Scottish Borders UK, New Borders Railway. A train from Edinburgh exits Bowshank tunnel near Galashiels. ALAMY 2015

Successive generations have spurned opportunities to make Britain’s railways cleaner and more efficient by investing in a rolling programme of main line electrification.

Ben Jones looks at how the situation could be changed.

In 1841, just 11 years after Robert Stephenson’s iconic Rocket triumphed at the Rainhill trials, Scottish inventor Robert Davidson built Galvani, the world’s first electrically powered rail vehicle.

Based on a model produced four years earlier, it was exhibited in London and tested on the Edinburgh and Glasgow Railway.

However, with a maximum speed of just 4mph and batteries that couldn’t be recharged, it didn’t impress the railway’s management sufficiently to warrant further development.

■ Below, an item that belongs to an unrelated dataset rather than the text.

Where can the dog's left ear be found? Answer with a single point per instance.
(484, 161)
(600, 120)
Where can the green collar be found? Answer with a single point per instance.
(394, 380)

Setting the template for British scepticism about the benefits of electric traction, it took another 50 years for the value of Davidson’s invention to be recognised.

Following Werner von Siemens’ successful development of electric traction supplied from an external power source in 1879 (demonstrated at Crystal Palace in 1881-82), the 1880s saw the first commercial electric railways open to the public:

Volk’s Electric Railway in Brighton and the Giant’s Causeway and Bessbrook and Newry tramways in Northern Ireland.

More minor railways and electric tramways followed, but in the following decade attention turned to a new generation of urban railways - both underground and elevated above city streets choked with traffic.

By the end of 1900, the British Isles (including Ireland and the Isle of Man) had 55 miles of electrified minor railways, 19 miles of urban railways, and 348 miles of electric tramway.